In addition, co-author Robbins, an attorney and senior fellow with APP, observed the “fine-grained” data that can be collected on non-cognitive attributes through children’s interaction with certain digital-learning platforms.
“The manufacturers of these technologies certainly know what they mean for classrooms,” Robbins said. “But few teachers are aware of it and even fewer parents are.”
Pioneer Institute notes the connections between the Common Core standards and the student data collection.
“Any information from the data initiatives mentioned above that is given to the two federally funded national assessment consortia aligned with the Common Core State Standards will be made available to the USED,” Pioneer observes.
The national standards will also create a unified “taxonomy” that facilitates creation of common instructional materials and data-collection technology. Because Common Core focuses not on academic knowledge but rather on “skills” that involve attitudes and dispositions, it paves the way for national assessments and digital platforms that measure such attributes.
Authors McGroarty, Pullmann, and Robbins suggest that, to protect children’s privacy, parents should ask the types of information that are being collected on digital-learning platforms and whether the software will record data about their children’s behavior and attitudes as well as academic knowledge. Parents should opt out if they object to such data collection.
Furthermore, the authors urge state lawmakers to pass student privacy laws and Congress to correct the 2013 relaxation of FERPA.

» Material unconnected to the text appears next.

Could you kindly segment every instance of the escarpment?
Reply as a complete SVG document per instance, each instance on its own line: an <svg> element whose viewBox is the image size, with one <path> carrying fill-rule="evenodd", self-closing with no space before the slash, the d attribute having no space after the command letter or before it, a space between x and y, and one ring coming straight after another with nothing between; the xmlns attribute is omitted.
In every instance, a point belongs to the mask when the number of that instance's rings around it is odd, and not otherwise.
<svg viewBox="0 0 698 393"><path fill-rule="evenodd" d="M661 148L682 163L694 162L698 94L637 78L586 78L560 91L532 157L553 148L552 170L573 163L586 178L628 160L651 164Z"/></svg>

“A person’s right to his own information must be considered a property right. Especially in the area of education, laws must change to grant parents control over the collection and disclosure of their children’s data,” the authors write. “And parents must educate themselves about what is really happening in the schools, so that they can know what types of data are being collected and what is done with it. Parents must be empowered to draw the line.”